Local enterprises should inject more resources into technological innovation, which is an important foundation for Taiwan's economic development, the Council for Economic Planning and Development (CEPD) said on Friday.
CEPD officials made the remarks when releasing a report on Taiwan's innovation competition performance.
The report shows that the US Patent and Trademark Office awarded patents to 242 Taiwanese items for every 1 million people from 2001 to 2005, lagging only behind the 288 items for the US and Japan's 265 items.
The CEPD attributed the performance to the government's efforts to encourage industrial technological research, development and innovation, the officials said.

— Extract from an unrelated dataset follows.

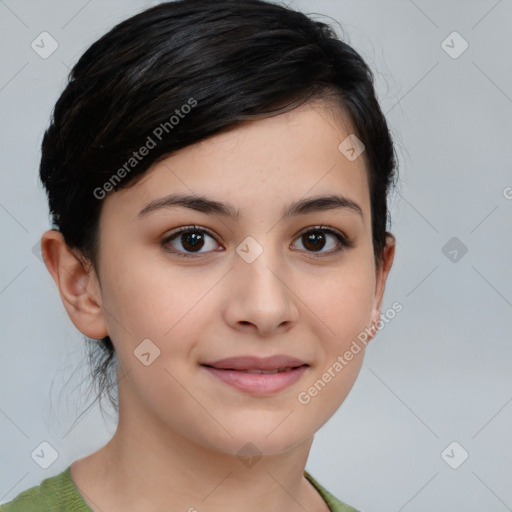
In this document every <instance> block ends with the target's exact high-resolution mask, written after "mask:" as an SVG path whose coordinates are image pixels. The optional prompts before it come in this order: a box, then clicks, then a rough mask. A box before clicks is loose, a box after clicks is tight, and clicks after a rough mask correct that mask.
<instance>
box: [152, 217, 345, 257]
mask: <svg viewBox="0 0 512 512" xmlns="http://www.w3.org/2000/svg"><path fill="white" fill-rule="evenodd" d="M195 231H199V232H203V233H206V234H207V235H208V236H210V237H211V238H213V239H214V240H215V241H216V243H219V241H218V240H217V235H216V234H214V233H213V232H212V231H211V230H210V229H208V228H205V227H203V226H198V225H195V224H194V225H189V226H181V227H179V228H176V229H175V230H173V231H172V232H171V233H169V234H167V235H166V236H165V237H164V239H163V240H162V242H161V245H162V246H166V245H167V244H169V242H171V239H174V238H176V237H178V236H179V235H180V234H182V233H189V232H195ZM315 231H322V232H324V233H327V234H330V235H331V236H334V237H335V238H336V239H337V241H338V247H337V248H336V249H334V250H331V251H327V252H318V253H315V251H300V250H299V252H306V253H307V254H308V255H310V256H313V257H327V256H330V255H334V254H338V253H340V252H343V251H344V250H347V249H350V248H352V247H354V245H355V244H354V241H353V240H352V239H351V238H350V237H348V236H347V235H346V234H345V233H344V232H343V231H340V230H339V229H338V228H335V227H333V226H330V225H326V224H320V225H314V226H307V227H305V228H304V229H303V230H301V231H299V233H297V234H296V235H295V238H294V239H293V240H294V241H295V240H297V239H298V238H300V237H301V236H303V235H305V234H306V233H309V232H315ZM292 244H293V242H292ZM168 252H170V253H172V254H176V255H178V256H183V257H190V258H196V257H200V256H205V255H209V254H211V253H212V252H221V251H208V252H197V253H194V252H182V251H176V250H168Z"/></svg>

Thanks to these efforts Taiwan's innovation capability has won the recognition of the International Institute for Management and Development (IMD), which is based in Lausanne, Switzerland.
In the 2007 IMD World Competitiveness Yearbook, Taiwan was placed first in terms of patent output, with a record of 373 patents for every 1,000 enterprises.
In the Geneva-based World Economic Forum's global competitiveness report for last year and this year, Taiwan was ranked eighth in the world in the innovation rating, the report said.
The Economist Intelligence Unit (EIU), part of the UK-based company that publishes the Economist magazine, also released a global innovation study two months ago saying Taiwan, which it ranked eighth most innovative country in the period from 2002 to last year, will rise two notches to become the world's sixth most innovative in the years between this year and 2011.
In its Innovation: Transforming the way business creates study, the EIU said Japan will remain the world's most innovative country by 2011, followed by Switzerland, the US and Sweden.
Commenting on Taiwan's achievement, the EIU said in the study that Taiwan, like Japan, is a very efficient innovator, as the nation can produce a lot of innovations for a low level of input.
The nation's research and development as a percentage of its GDP was 2.52 percent, compared with 3.13 percent for Japan, 2.94 percent for Switzerland, 2.68 percent for the US and 3.95 percent for Sweden, the EIU's figures showed.
The study, which compiled a ranking of 82 economies, concluded that innovation has a beneficial effect on both national economic growth and on corporate performance. The evidence of such benefits is stronger at the microeconomic than at the macroeconomic level, it said.
The CEPD officials said many Taiwanese patents are in the field of manufacturing procedure and that the country still needs to develop influential patents that set new world standards, suggesting that the government set up a plan to reinforce cooperation between the industrial and academic sectors and boost its investment in the field.